他的手法又快又準又狠,仿佛把這些動物當做仇人一般對待。
在動物的眼裏露了這一手後,其他的動物都如大敵一般快速的跑開,可它們再怎麽快也快不過怒氣當中的甯大少。
沒錯,甯大少在撒氣,爲他媳婦憋屈而撒氣,爲他們分别這麽久才回想起來而撒氣,更是在對自己撒氣。
李二一行無人上來的時候看到的便是這樣的情況,甯子安手裏拿着石頭,對着那些奔跑的動物不停的射出,然後不停的看到有動物被他扔到一旁。
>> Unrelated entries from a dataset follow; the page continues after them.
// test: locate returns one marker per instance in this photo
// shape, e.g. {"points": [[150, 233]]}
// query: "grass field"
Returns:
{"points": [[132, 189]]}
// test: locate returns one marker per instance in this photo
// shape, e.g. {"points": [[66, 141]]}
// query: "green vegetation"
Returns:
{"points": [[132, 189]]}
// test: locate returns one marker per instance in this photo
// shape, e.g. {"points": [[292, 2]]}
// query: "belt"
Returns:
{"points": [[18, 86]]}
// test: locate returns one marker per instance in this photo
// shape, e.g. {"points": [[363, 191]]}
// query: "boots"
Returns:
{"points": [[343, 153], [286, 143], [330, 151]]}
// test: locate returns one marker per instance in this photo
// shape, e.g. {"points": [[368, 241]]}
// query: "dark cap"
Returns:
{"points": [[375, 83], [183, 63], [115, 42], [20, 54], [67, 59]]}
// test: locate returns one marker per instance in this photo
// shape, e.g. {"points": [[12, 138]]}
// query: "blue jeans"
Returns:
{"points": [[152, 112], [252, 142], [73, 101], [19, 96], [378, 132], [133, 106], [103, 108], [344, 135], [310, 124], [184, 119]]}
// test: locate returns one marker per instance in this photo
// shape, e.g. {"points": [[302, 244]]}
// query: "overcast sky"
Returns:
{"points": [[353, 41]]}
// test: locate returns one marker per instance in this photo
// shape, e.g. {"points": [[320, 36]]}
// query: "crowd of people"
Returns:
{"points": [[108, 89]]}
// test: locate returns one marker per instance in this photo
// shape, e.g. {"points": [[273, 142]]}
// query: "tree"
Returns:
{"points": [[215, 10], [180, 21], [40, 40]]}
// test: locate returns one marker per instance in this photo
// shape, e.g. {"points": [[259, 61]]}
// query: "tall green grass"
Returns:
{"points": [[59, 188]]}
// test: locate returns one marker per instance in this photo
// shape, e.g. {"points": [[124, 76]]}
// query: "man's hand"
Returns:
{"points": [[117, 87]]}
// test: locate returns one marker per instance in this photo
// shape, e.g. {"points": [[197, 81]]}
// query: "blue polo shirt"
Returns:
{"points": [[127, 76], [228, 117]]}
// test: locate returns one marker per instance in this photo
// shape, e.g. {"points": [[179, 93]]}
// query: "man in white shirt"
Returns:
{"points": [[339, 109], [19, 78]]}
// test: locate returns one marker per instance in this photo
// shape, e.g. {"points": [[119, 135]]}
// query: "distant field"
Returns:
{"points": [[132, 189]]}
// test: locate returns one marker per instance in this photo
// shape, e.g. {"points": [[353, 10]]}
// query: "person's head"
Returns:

而那些被扔到一旁的則全部暈了過去,都快堆成堆讓下面的喘不過氣來了。
五人相視一眼,均看到了無比的震撼,尼瑪,什麽時候打獵這麽難的事情變得這般簡單了?
五人的心都在扭曲,果然是人比人氣死人啊,他們那麽努力的打獵,一天也才打幾隻,如今呢,集體嘴角抽抽,這都夠一車一車的拉了。
五人都被打擊到了,打擊過後便是垂頭喪氣的去搬被甯子安打到的獵物,甚至大家都還先去弄一把藤條,把動物的腳給捆起來,然後才慢慢的移到山腳下的牛車上。
這時候,李二終于明白甯子安爲何特别囑咐一句趕上牛車來。
有些人天上就是來打擊人的,他們經過這一次後再也不會盲目自大了。
他們卯時一刻便來到了山上,卯時末才回去,看着牛車上挂着幾乎堆不了獵物了,甯子安才勉強的點點頭。
以前,媳婦雖然過得很苦,可後來她卻用智慧賺取了花不完的錢,如今他不能明着去蘇記提錢,卻也不是沒有辦法,他失憶的這些日子,武學比較之前精進不知多少,絲毫沒有覺得一個武學天才去打獵是多麽掉價的事情,反而有種從内心升起的自豪感。
跟着打工的五人,簡直就快要哭了,就差給甯子安跪下來了,他們集體看着後面的山林,哭喪着臉。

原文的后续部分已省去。